Reacting to historical periods that were enormously antagonistic and bloody to guide action on the emerging battlefield of eastern Ukraine has the potentiality for further escalating conflict, fueled by past victories and memory of old clashes.

Rather than appropriating particular histories in service of immediate political goals and provoking further animosity, study of long-term cultural values and social tendencies can provide a foundation for understanding motivations and strategies.

If history can inform ongoing developments in eastern Ukraine, Russia is acting as it always has -- as a nationalist entity that transcends both ideology and ruler. Stalin understood this when he dubbed World War II "The Great Patriotic War." His soldiers might not fight for him, or even communism, but they would give their lives for Mother Russia, as they did for Tsar Alexander in 1812.

And for America's part, intervention in foreign affairs and conflicts might also belong to a tradition much older than the Cold War -- Woodrow Wilson's Fourteen Points. The idealistic tendency toward active promotion of democracy, self-determinism, and transparency, has the capacity to conflict with others' national interests, including Russia's, even while Russia's own expressions of its geopolitical interests are shrouded in similar democratic rhetoric.

Russia will likely always act in what it perceives as its geostrategic interest, protecting its sphere of influence and its Slavic/Eurasian uniqueness. The U.S. will also act in its perceived interest, which often somewhat confusingly includes ideology and idealism as manifestations of American Exceptionalism.

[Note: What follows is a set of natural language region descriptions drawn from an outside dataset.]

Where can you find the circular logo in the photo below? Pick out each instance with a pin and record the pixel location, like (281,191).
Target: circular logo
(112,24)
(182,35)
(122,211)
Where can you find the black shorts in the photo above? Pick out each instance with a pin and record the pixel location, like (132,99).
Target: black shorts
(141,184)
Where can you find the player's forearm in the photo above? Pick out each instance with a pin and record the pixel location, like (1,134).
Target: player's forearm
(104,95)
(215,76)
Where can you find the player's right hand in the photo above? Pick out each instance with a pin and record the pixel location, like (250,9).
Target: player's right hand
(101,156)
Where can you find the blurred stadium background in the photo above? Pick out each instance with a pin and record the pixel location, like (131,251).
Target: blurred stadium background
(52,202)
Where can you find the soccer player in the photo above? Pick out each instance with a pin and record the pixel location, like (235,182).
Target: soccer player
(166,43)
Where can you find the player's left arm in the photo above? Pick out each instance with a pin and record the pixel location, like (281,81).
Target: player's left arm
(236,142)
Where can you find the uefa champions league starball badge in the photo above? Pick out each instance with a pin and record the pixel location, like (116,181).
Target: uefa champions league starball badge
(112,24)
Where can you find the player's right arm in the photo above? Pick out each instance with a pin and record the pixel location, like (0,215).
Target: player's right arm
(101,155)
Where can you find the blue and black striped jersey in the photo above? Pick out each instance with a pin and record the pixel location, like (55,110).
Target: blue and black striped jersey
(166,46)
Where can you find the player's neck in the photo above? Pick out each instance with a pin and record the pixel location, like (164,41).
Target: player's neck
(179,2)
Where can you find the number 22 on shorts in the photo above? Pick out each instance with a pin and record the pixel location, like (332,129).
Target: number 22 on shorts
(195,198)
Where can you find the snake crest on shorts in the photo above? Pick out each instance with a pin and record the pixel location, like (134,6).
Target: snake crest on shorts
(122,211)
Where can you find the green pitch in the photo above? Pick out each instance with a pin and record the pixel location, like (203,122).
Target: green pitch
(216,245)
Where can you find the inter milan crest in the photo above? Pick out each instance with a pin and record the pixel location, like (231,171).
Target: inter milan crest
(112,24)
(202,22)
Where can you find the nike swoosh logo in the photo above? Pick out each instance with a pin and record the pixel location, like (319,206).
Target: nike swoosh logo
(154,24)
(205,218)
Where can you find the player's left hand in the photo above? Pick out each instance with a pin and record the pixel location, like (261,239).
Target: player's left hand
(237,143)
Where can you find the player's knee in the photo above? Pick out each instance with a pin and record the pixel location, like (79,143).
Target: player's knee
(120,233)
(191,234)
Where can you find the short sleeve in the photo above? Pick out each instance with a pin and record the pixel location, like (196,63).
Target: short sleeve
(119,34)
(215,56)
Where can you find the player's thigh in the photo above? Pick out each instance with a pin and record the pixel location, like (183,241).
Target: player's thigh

History informs us of the past and perhaps its meaning, but memory and rhetoric are used as tools to validate states' interests. For all the differences in how Russia and the United States are representing the current clash in Ukraine, pointing to historical examples that do not stand up to rigorous analysis, both countries share a strikingly similar approach to using past episodes as justification for present action.

While this does not tell us anything new about history, it does illuminate the malleability of official versions of "what happened" and signal the potential risks of exploiting past conflicts burned into the collective psyche of both countries, provoking antipathy, fear, and possibly war.